In 1803, Haydn revisited the still-popular Stabat Mater, commissioning his apprentice Sigismund Neukomm to reorchestrate the work. Under Haydn’s direction, Neukomm added a panoply of wind instruments and percussion: a flute and pairs of clarinets, bassoons, horns, trumpets, and trombones, plus timpani. The effect was to turn Haydn’s motet into a mini oratorio. This was a sign of the times: Mozart had reworked the instrumentation of Handel’s Messiah to make it more appealing to late-eighteenth-century audiences, and later Mendelssohn would do the same for Israel in Egypt. Not to mention that the updated version of the Stabat Mater appeared around the same time as The Mount of Olives, an equally compact oratorio composed by Haydn’s former pupil Ludwig van Beethoven. (Sigismund Neukomm, by the way, is interesting in his own right. He was a much-performed composer in his day who worked for a while in, of all places, Rio de Janeiro, where he helped popularize the works of Haydn and Mozart.)

Neukomm’s orchestration adds many coloristic effects, of course, but they are mostly subtle and restrained. The added woodwinds lend a plaintive quality to the long first movement of the piece, while the trombones add a sepulchral note to the final measures. In the third number, they add an air of gravitas as well as a certain majesty. So do the horns in the tenth number, in which the speaker prays that he (or she) will always take Christ’s sacrifice to heart.

Trumpets and drums make their appearance in the fifth and eleventh numbers, wherein the bass describes in turn the suffering of Christ and the fires of hell, from which he hopes Mary will protect him. These instruments return in the triumphal final number reflecting the speaker’s hope for personal resurrection.

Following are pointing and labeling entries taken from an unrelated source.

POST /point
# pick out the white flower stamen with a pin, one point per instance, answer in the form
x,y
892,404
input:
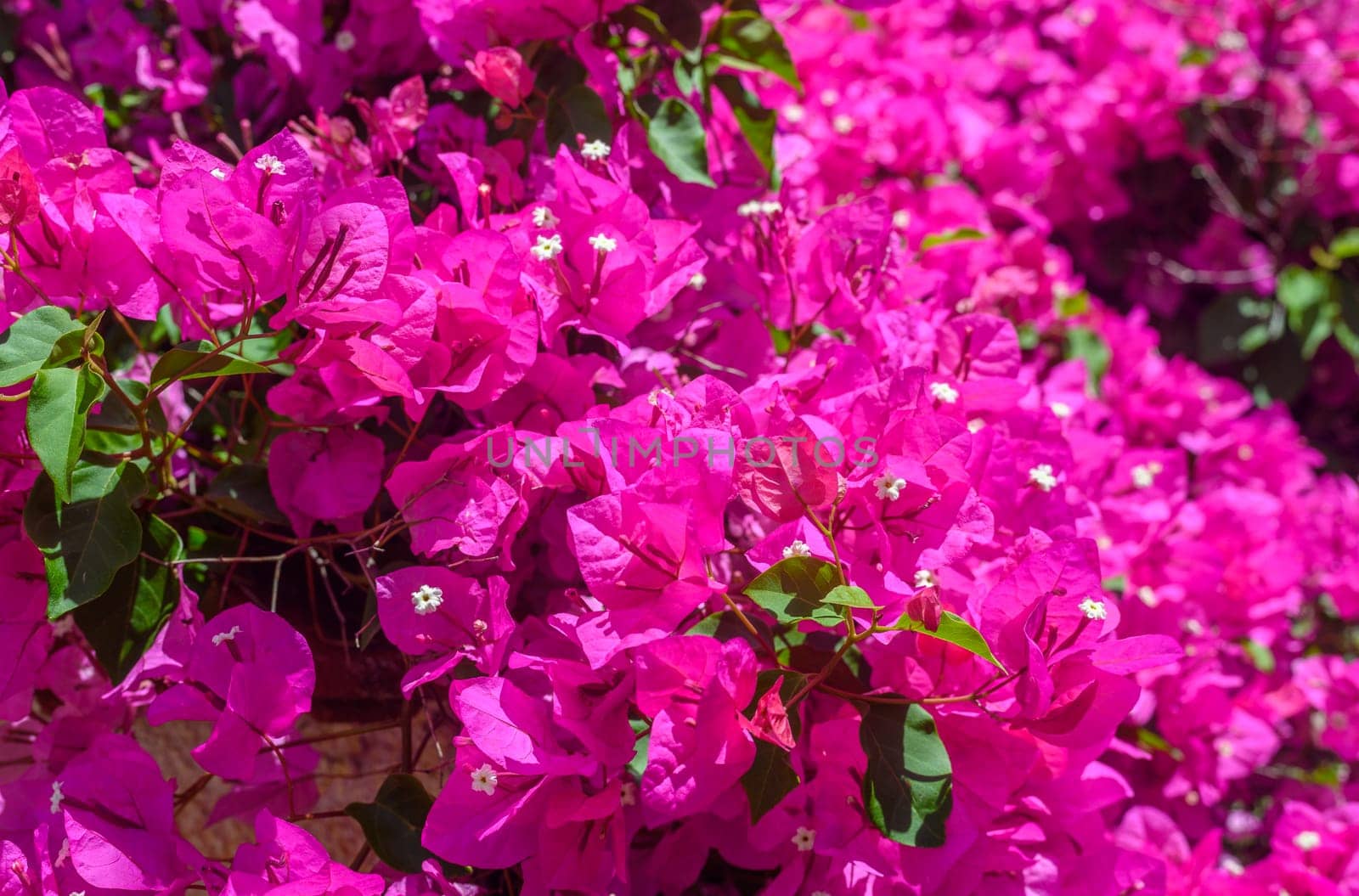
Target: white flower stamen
x,y
484,780
944,392
1093,608
1306,841
1043,477
426,599
602,244
269,165
543,217
595,151
547,248
228,635
889,486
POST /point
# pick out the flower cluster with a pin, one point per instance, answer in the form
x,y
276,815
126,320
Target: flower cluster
x,y
805,536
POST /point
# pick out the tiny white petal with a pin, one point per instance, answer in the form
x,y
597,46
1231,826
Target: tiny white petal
x,y
1043,477
1093,608
595,151
269,165
944,392
484,780
427,599
602,244
228,635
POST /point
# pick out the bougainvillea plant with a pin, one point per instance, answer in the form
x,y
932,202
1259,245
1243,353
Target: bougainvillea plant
x,y
693,431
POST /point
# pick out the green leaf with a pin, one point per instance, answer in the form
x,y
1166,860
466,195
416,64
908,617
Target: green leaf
x,y
126,620
642,747
1089,346
394,821
955,630
196,361
26,346
768,780
758,124
849,595
244,490
957,234
56,420
87,541
676,135
577,110
1345,245
794,589
749,42
908,782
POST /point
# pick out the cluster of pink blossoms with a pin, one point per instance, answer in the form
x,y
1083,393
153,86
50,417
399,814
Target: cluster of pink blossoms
x,y
571,418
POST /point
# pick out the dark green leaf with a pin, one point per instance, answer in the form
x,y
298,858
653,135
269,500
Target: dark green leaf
x,y
794,590
394,821
770,780
1089,346
87,541
196,361
577,110
676,135
56,420
955,630
758,122
26,346
957,234
749,41
849,595
244,490
908,782
122,623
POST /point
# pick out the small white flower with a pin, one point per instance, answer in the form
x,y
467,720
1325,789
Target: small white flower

I’m not aware of another recording of the Haydn/Neukomm version of the Stabat Mater, so I can’t make a direct comparison. I did refresh my memory of J. Owen Burdick’s well-received recording of Haydn’s original version on the Naxos label. This is a fine performance featuring the REBEL Baroque Orchestra and Trinity Choir, who have recorded all of Haydn’s masses for Naxos. Burdick’s soloists are good as well, but they really can’t match the virtuoso team that René Jacobs has assembled for his recording. Maybe it’s the extra heft that the brass provides in the numbers with bass solo, but Christian Immler really shines in these movements. Special mention as well for soprano Birgitte Christensen, who brings both welcome shade and light to the numbers she’s featured in. Kammerorchester Basel prove sensitive accompanists and appropriately subtle colorists.

Jacobs may be a controversial conductor, especially in Mozart, but I find his Handel and Haydn exemplary. His recordings of Handel’s Saul and Haydn’s The Seasons are my favorite versions of those works.  Jacobs responds with equal sensitivity to Haydn’s more intimate Stabat Mater setting. 

I listened to the recording as a high-quality download and was mostly quite pleased with the results. While I would prefer a slightly more resonant acoustic, the impact and detail that the engineers achieve are admirable. I’m sure that from now on, this will be the version of Haydn’s masterwork I return to most often.